The idea of a spinning Venus de Milo can be tested using the latest technology: 3D digital scanning and printing. Postrel describes how she hired the San Diego-based designer and artist Cosmo Wenman to do the job — figuring out exactly how the marble woman's arms were positioned. The result it a digital model, later printed table-top sized in white plastic by Shapeways, of Venus spinning.
While it's impossible to know what the original Venus was holding, Barber's model shows her with and upraised arm, only a shoulder on the statue, holding a distaff (a tool that contains the unspun fibers) and her other hand steadies the thread pulled down to the drop spindle.
Wenman has argued that museums should all release 3D digital scans of masterpieces because they’d allow other artists to remake the works in new, innovative ways. Postrel writes:
Using his own scans, I knew that he’d restored the lost nose on the Louvre’s Inopos bust of Alexander the Great and had remixed elements of classical sculptures in a contemporary bust he’d done for a client.

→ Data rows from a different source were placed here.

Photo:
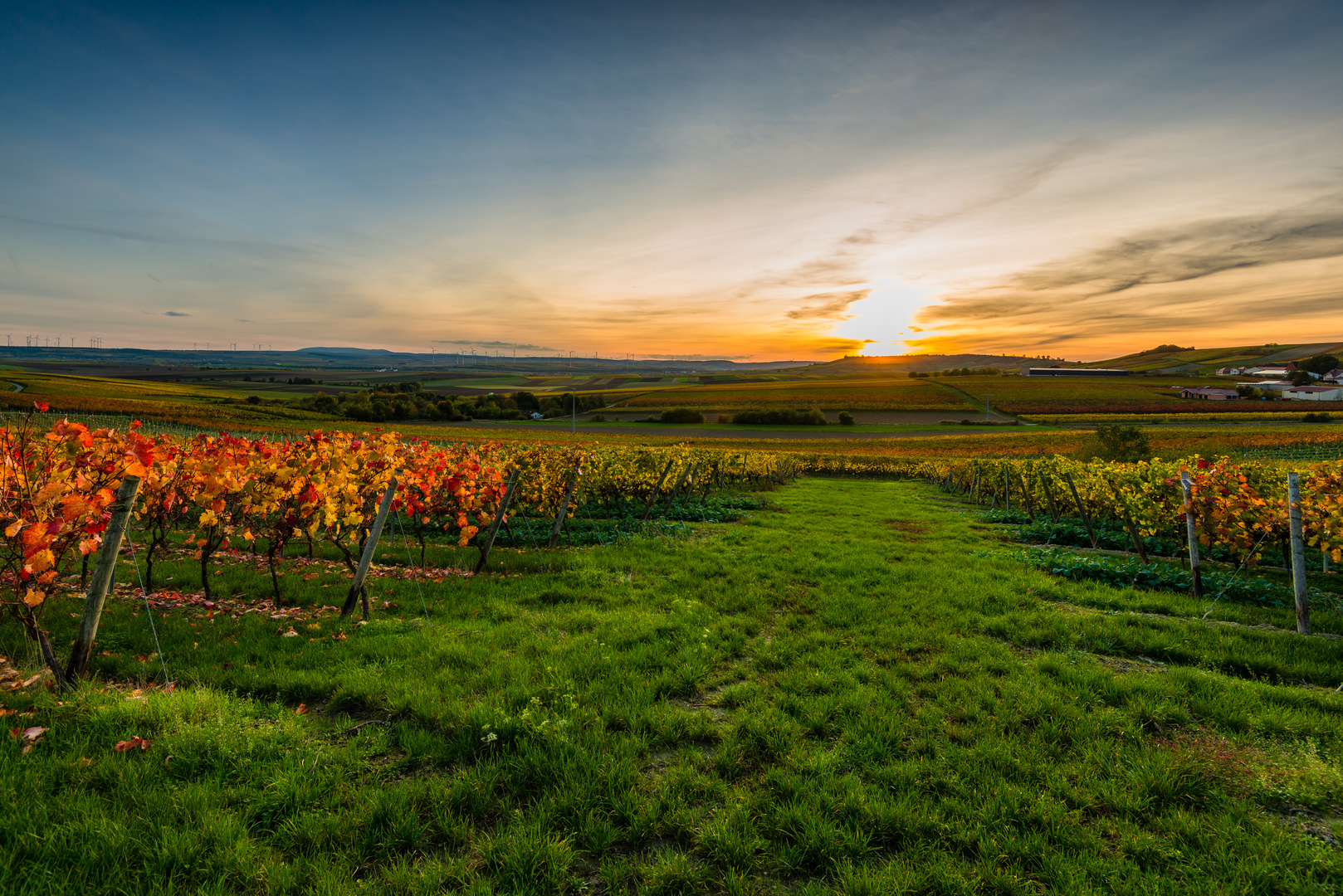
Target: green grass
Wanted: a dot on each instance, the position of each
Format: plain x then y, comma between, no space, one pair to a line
836,696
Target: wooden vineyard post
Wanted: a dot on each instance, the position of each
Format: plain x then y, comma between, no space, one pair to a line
1025,494
1191,533
102,577
362,572
1303,598
564,508
1049,496
647,508
1130,525
1082,511
499,520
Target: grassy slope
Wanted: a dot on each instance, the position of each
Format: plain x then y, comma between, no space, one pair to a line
842,696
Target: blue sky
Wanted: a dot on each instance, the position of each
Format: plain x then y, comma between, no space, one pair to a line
730,180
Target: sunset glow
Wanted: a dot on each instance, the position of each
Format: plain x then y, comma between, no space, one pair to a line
749,182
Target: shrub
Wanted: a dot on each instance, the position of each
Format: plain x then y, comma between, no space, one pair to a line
1126,444
682,416
812,416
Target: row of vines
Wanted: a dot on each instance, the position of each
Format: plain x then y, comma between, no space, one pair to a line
1240,507
217,494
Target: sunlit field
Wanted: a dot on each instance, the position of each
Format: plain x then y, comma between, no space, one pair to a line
847,692
826,394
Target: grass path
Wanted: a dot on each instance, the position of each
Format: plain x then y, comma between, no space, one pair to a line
851,694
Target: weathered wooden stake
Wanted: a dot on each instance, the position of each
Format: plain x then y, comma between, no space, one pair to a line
1082,511
499,520
564,508
362,572
1025,494
102,577
1191,535
657,489
1130,525
1049,496
1303,598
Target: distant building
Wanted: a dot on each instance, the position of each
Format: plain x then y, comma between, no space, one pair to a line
1210,394
1268,386
1315,392
1073,371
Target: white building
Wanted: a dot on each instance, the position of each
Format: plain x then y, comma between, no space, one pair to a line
1315,392
1268,386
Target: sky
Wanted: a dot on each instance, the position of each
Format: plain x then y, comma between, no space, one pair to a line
745,180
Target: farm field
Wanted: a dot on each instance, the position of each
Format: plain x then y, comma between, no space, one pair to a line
1208,359
853,689
868,394
1040,398
172,402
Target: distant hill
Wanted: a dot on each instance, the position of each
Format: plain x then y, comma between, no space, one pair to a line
924,363
1205,360
347,353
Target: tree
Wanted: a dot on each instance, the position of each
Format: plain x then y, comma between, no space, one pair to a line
682,416
1319,364
1126,444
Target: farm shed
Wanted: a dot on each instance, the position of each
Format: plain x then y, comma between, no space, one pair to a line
1268,386
1073,371
1210,394
1315,392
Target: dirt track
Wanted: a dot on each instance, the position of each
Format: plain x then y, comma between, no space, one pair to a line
692,431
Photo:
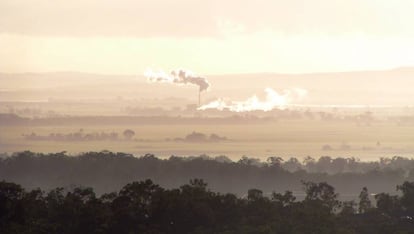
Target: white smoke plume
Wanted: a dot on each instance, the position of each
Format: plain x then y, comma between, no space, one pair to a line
273,100
179,76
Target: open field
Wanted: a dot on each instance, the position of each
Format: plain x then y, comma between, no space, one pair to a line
285,139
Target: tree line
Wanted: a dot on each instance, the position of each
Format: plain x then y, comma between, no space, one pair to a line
108,171
145,207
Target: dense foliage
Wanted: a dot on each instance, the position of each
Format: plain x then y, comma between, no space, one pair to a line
145,207
107,172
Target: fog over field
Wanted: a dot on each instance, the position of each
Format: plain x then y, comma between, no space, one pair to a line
206,116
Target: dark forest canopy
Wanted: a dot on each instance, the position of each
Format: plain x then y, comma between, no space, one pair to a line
107,172
145,207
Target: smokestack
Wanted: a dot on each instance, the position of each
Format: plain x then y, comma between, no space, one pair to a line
199,98
179,77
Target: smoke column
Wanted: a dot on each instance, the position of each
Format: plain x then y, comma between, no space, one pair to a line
273,100
179,77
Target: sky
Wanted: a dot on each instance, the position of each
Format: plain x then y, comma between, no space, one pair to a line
205,36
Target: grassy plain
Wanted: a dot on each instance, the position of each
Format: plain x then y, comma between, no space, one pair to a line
296,138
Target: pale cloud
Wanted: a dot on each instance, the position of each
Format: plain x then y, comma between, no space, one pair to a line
210,36
203,18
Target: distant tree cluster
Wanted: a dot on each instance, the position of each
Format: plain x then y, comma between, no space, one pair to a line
198,137
107,171
81,136
145,207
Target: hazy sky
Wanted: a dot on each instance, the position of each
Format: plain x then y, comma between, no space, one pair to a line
208,37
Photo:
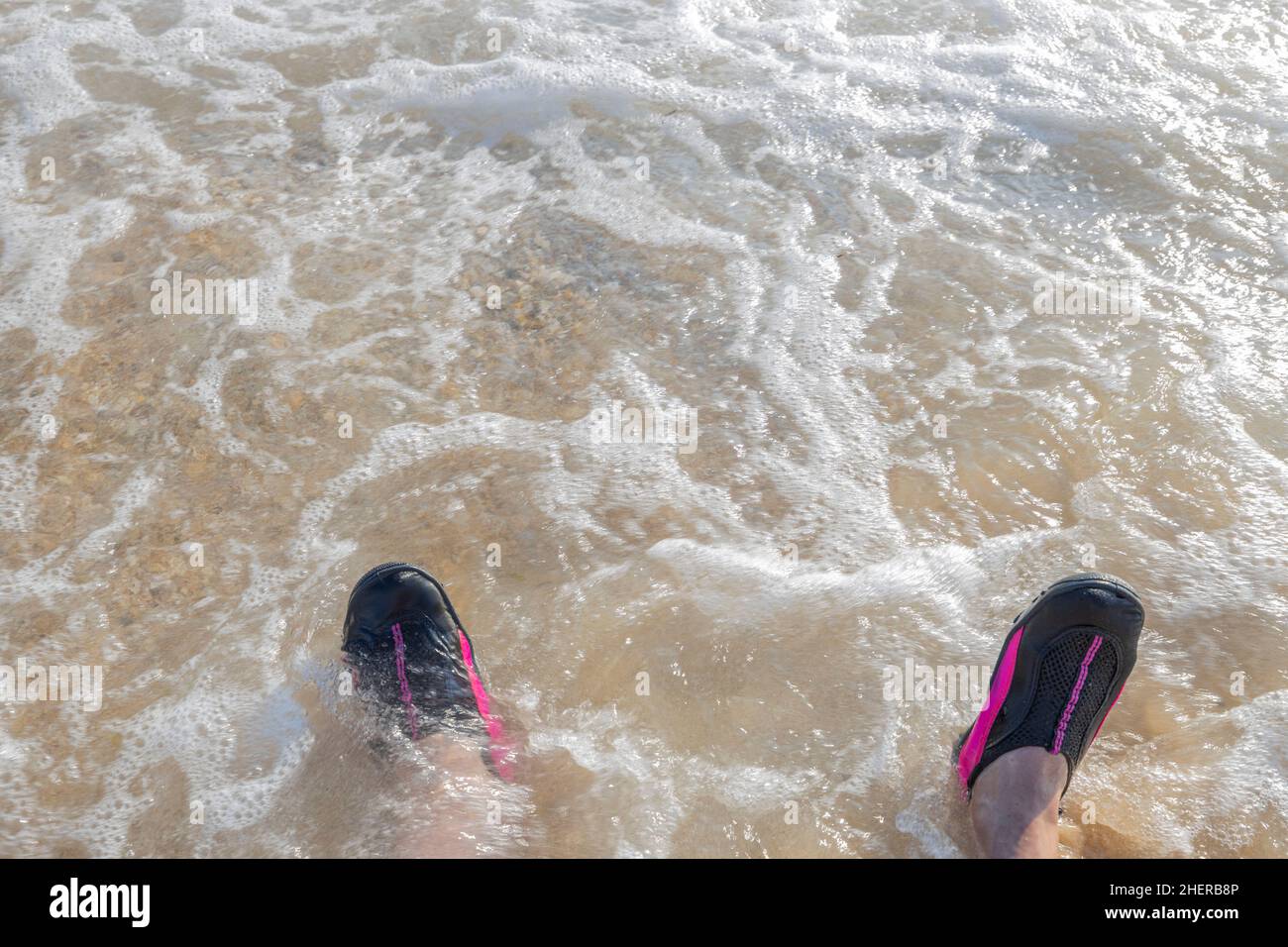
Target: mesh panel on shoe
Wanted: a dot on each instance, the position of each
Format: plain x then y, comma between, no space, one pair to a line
1056,680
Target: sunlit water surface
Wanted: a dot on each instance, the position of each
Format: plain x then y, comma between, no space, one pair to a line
818,227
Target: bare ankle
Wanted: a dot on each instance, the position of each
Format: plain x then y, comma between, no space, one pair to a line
1016,804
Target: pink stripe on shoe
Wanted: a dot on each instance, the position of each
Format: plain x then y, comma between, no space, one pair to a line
978,738
1077,692
403,686
496,733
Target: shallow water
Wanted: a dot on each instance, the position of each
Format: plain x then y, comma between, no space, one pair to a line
818,228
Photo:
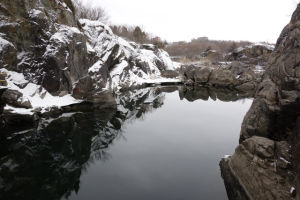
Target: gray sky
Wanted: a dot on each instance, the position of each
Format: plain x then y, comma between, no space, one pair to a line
175,20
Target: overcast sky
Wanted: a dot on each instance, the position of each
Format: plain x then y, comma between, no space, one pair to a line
175,20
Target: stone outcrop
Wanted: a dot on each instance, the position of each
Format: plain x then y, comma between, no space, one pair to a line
230,75
45,42
265,165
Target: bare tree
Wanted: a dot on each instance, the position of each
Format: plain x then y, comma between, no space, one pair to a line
84,11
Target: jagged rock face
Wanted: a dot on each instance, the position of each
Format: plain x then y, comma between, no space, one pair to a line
257,54
261,165
43,40
267,167
276,106
231,75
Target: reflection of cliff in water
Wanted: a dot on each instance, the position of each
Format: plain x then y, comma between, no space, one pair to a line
46,161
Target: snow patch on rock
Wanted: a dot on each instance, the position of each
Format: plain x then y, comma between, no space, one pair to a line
35,94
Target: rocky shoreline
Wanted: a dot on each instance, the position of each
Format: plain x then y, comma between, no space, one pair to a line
266,163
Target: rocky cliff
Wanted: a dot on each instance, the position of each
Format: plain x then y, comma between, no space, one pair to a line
266,163
47,51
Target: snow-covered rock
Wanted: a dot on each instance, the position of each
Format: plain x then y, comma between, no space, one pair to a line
127,64
49,50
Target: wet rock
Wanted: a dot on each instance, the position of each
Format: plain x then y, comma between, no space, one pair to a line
170,74
15,98
253,167
267,167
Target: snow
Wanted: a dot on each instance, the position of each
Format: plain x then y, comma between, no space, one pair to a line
239,49
292,190
284,160
259,69
36,94
96,67
102,41
34,13
63,36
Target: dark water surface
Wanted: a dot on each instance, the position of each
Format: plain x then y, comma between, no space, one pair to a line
159,143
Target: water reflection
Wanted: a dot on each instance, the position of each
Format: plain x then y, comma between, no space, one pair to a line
47,161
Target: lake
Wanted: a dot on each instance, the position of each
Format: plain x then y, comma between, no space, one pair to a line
157,143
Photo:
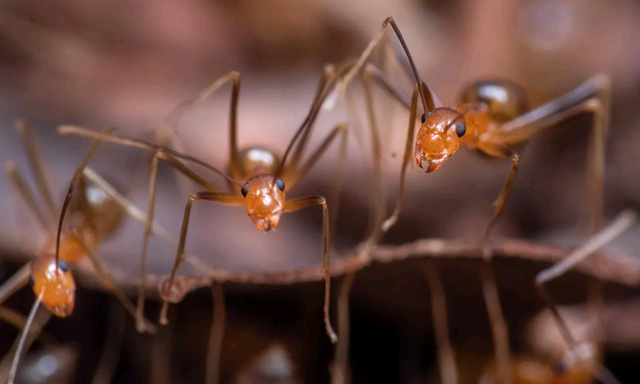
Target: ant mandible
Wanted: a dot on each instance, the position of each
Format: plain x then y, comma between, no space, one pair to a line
493,116
266,177
93,218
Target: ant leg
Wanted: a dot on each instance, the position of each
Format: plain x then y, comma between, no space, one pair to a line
108,282
23,338
340,368
309,120
446,358
210,196
295,205
336,191
499,327
131,209
19,321
15,283
373,73
145,245
139,215
497,150
487,278
36,165
164,153
378,206
214,351
622,222
20,186
389,222
42,317
177,112
592,96
328,76
76,176
113,345
340,128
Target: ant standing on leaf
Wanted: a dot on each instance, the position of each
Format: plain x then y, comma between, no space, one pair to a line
266,177
97,212
493,116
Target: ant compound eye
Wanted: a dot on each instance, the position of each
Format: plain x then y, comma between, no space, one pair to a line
63,266
560,367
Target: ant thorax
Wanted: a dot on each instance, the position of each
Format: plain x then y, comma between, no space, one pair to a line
264,200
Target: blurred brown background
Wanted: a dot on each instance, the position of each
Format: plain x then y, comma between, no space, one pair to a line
128,64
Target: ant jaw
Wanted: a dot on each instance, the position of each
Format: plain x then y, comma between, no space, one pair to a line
62,311
267,224
429,165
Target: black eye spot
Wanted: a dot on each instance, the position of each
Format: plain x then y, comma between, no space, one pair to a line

I also knew he had made a 3-D photocapture of the Venus from a highly accurate 1850 plaster cast now housed in the Skulpturhalle Basel in Switzerland.
Wenman realized that those spinning tools couldn’t have been made of marble because they would put too much weight on the arms, so he instead imagined them carved of wood. Postrel writes:
The re-creation provides a plausible answer to a question posed by the original advocate of a spinning Venus, archeologist Elmer G. Suhr, in the 1950s and 1960s. Suhr identified many classical sculptures with poses suggestive of spinning, but none of them had implements. Where did the tools go? Suhr argued that “the equipment of a spinner must have been a disturbing element to the artist,” who simply dispensed with the distaffs and spindles, assuming that “everyone in ancient times was sufficiently familiar with the process” to recognize the stance and gestures. Cosmo’s version suggests a better answer: that the tools were separate accessories made of perishable materials or precious metals and have simply been lost or stolen.
The process doesn’t prove that the Venus de Milo actually spun, but it does offer a possibility and demonstrates an interesting way to reimagine classic works of art.